Are you as bored with my health as I am? I underwent a third surgery in January, this one in Houston, and once again there were complications. I am sorry to say that my ability to speak was not restored. That would require another surgery.
But I still have all my other abilities, including the love of viewing movies and writing about them. And at my side I have my angelic wife, Chaz.
The festival is shaping up well. Thanks to festival director Nate Kohn, the schedule, which is already released at ebertfest.com, includes appearances by filmmaker and U. of I. graduate Ang Lee; directors Paul Schrader, Sally Potter, Tom DiCillo, Bill Forsyth, Tarsem Singh, Jeff Nichols, Barry Avrich, Taggart Siegel, Eran Kolirin and Joseph Greco. We are also happy to welcome actors Joey Pantoliano, Aida Tuturro, Christine Lahti; and the Alloy Orchestra.
It was Schrader’s line from his screenplay for Martin Scorsese’s “Raging Bull” that inspired my acceptance of my bandaged appearance: “I ain’t a pretty boy no more.”

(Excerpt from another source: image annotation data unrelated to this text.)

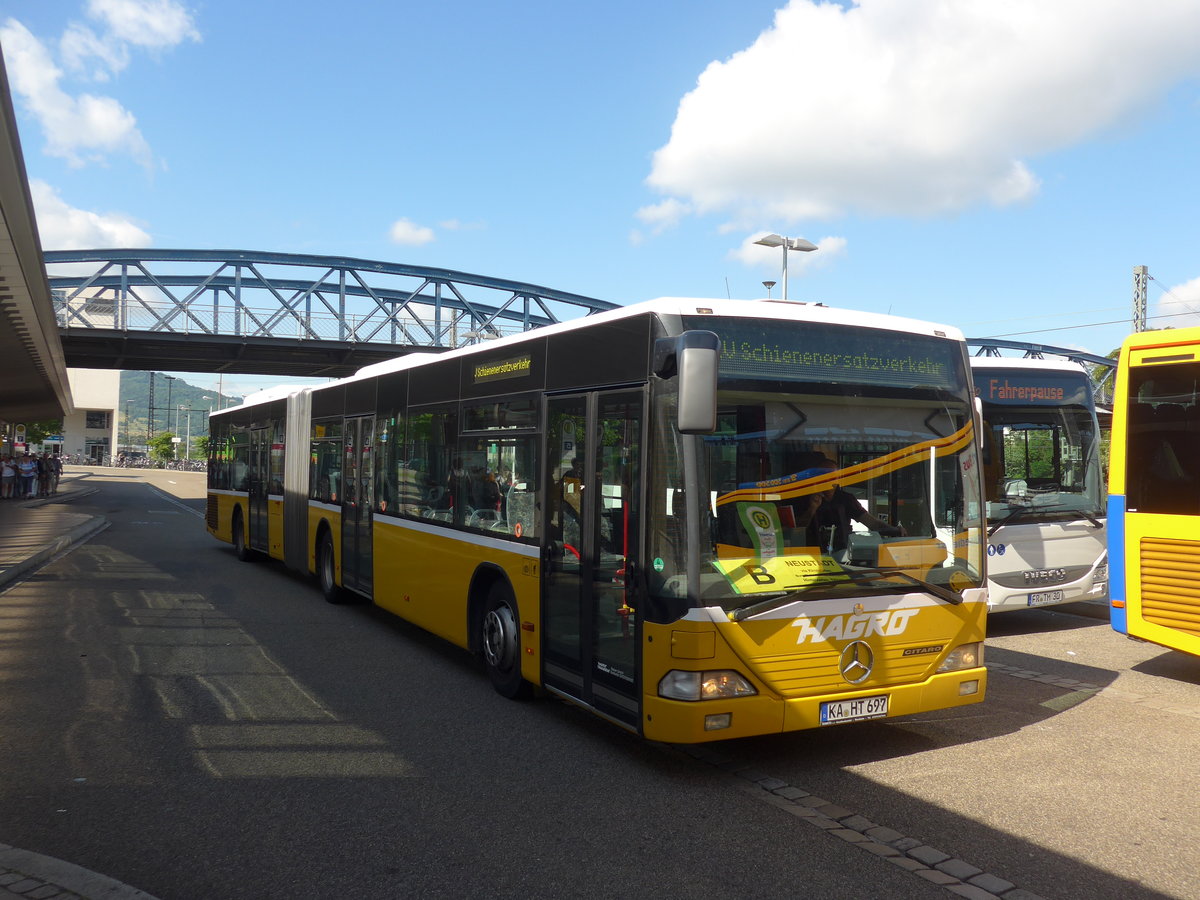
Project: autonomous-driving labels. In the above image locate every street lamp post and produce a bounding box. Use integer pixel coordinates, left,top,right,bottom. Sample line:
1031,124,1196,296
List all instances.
194,394,212,460
755,234,817,300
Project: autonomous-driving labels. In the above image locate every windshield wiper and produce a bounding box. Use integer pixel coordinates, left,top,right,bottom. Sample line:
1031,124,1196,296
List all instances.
730,568,962,622
988,506,1030,538
988,503,1104,538
820,566,962,606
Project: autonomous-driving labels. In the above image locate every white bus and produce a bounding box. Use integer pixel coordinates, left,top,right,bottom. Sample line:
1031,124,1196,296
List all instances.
971,356,1109,612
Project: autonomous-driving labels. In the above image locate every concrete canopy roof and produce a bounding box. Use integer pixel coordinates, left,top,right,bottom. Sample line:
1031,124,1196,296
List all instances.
0,47,73,422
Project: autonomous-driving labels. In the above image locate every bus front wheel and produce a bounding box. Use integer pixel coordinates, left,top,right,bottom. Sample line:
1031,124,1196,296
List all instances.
233,509,254,563
317,532,342,604
480,583,533,700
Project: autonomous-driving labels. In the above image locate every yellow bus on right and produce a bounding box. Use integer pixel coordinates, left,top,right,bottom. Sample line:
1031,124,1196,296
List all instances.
1108,328,1200,655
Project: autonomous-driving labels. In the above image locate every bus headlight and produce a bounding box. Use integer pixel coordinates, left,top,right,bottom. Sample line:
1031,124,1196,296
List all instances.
659,668,758,700
937,643,983,672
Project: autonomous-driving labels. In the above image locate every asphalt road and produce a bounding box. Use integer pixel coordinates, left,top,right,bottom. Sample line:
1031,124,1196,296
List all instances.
0,470,1200,900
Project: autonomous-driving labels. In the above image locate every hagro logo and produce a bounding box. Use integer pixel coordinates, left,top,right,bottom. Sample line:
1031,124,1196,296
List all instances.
792,610,920,643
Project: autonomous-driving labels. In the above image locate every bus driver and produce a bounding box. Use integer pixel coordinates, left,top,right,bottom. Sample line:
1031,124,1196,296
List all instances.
794,454,905,556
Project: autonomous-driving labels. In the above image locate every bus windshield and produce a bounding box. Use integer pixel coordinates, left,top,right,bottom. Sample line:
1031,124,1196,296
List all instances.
976,370,1105,528
654,320,983,611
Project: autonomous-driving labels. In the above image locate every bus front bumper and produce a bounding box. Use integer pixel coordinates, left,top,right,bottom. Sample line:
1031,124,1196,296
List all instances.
642,666,988,744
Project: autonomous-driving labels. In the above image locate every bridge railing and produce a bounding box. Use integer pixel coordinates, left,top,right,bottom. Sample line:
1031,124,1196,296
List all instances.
54,297,524,348
43,248,618,348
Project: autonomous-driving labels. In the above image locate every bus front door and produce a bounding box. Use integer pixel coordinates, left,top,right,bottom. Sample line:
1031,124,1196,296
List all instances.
342,415,374,596
246,428,271,552
541,391,644,728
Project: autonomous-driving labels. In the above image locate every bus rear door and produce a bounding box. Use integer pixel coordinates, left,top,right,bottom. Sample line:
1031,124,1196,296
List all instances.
541,391,644,728
246,427,271,553
342,415,374,596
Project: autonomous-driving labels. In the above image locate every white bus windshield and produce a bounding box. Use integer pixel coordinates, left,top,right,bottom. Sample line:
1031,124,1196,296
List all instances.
976,370,1104,527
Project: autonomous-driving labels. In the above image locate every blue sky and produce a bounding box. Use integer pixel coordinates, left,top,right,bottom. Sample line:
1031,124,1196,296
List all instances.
7,0,1200,392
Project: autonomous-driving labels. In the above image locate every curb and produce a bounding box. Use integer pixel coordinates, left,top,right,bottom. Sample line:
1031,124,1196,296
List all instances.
0,844,155,900
0,516,108,588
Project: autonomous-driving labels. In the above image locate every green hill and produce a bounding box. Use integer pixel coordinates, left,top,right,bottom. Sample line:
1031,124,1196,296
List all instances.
116,372,241,444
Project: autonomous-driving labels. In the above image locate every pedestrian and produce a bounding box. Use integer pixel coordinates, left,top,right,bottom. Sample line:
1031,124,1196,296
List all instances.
0,454,17,500
37,452,50,497
17,454,37,500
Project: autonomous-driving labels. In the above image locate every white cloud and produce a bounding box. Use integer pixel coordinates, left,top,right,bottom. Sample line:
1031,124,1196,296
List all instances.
635,197,691,234
0,0,200,167
0,19,151,167
1148,278,1200,328
88,0,200,50
29,179,151,250
59,22,130,82
388,218,433,247
728,232,846,278
647,0,1200,223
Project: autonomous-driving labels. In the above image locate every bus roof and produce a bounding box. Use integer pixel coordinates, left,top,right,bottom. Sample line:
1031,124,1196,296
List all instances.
971,356,1087,376
345,296,962,390
214,296,964,415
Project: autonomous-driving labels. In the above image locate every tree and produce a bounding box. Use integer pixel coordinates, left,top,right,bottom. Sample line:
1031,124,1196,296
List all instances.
146,431,175,462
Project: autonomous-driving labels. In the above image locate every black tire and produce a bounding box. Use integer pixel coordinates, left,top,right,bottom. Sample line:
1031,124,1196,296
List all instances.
233,509,254,563
317,530,346,604
479,582,533,700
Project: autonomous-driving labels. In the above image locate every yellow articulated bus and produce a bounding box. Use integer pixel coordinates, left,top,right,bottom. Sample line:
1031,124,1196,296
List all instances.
1109,328,1200,654
208,299,988,743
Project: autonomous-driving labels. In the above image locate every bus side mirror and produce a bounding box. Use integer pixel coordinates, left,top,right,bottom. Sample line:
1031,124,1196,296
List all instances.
654,331,721,434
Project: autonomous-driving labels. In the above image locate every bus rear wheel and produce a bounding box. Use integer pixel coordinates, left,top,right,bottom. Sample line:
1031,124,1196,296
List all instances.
479,583,533,700
317,532,344,604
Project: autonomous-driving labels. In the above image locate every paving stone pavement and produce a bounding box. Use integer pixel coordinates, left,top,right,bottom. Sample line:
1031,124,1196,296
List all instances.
0,472,155,900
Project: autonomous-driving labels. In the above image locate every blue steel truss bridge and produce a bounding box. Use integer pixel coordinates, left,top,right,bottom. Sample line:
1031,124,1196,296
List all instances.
43,250,618,378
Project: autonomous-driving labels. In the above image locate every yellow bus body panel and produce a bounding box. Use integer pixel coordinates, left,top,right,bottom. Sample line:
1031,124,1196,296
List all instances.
373,518,541,684
642,600,988,743
204,491,246,544
1124,512,1200,655
266,497,283,559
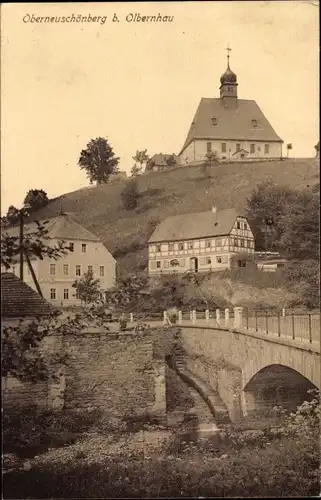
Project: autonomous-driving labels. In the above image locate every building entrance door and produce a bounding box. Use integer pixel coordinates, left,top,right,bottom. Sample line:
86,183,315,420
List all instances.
189,257,198,273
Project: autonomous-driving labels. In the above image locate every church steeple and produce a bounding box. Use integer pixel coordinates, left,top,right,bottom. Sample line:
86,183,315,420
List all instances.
220,46,237,105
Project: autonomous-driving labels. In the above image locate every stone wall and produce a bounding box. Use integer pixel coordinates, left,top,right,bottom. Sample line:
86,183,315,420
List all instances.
3,331,166,418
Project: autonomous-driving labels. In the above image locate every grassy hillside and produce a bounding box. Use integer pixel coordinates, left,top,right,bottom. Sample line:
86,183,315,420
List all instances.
29,159,319,269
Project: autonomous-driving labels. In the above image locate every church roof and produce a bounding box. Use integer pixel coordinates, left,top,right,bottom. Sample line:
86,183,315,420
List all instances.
1,273,57,318
180,97,283,154
2,214,101,241
148,208,241,243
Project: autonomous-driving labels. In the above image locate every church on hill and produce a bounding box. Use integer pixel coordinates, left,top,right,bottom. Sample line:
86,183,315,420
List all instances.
179,48,283,166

Assisting in the onstage Q&A sessions will be my TV partner, Richard Roeper; my Chicago Tribune colleague, Michael Phillips; my longtime friends, Time magazine film critic Richard Corliss and his wife, Mary, a film expert; Sony Pictures Classics president Michael Barker; film scholars David Bordwell and Kristin Thompson; Professor Eric Pierson; RogerEbert.com editor Jim Emerson; Movie City News editor David Poland; film scholar Hannah Fisher; and U. of I. alum and Sports Illustrated’s Bill Nack.
The longest distance commute to the festival will be Farmer John Peterson, who lives in northern Illinois but will fly in from New Zealand.
I am still cancer-free, and not ready to think about more surgery at this time. I should be content with the abundance I have.
So that’s the latest. I have been so moved by the messages I’ve received from so many of you. Thank you. Now let’s go to the movies.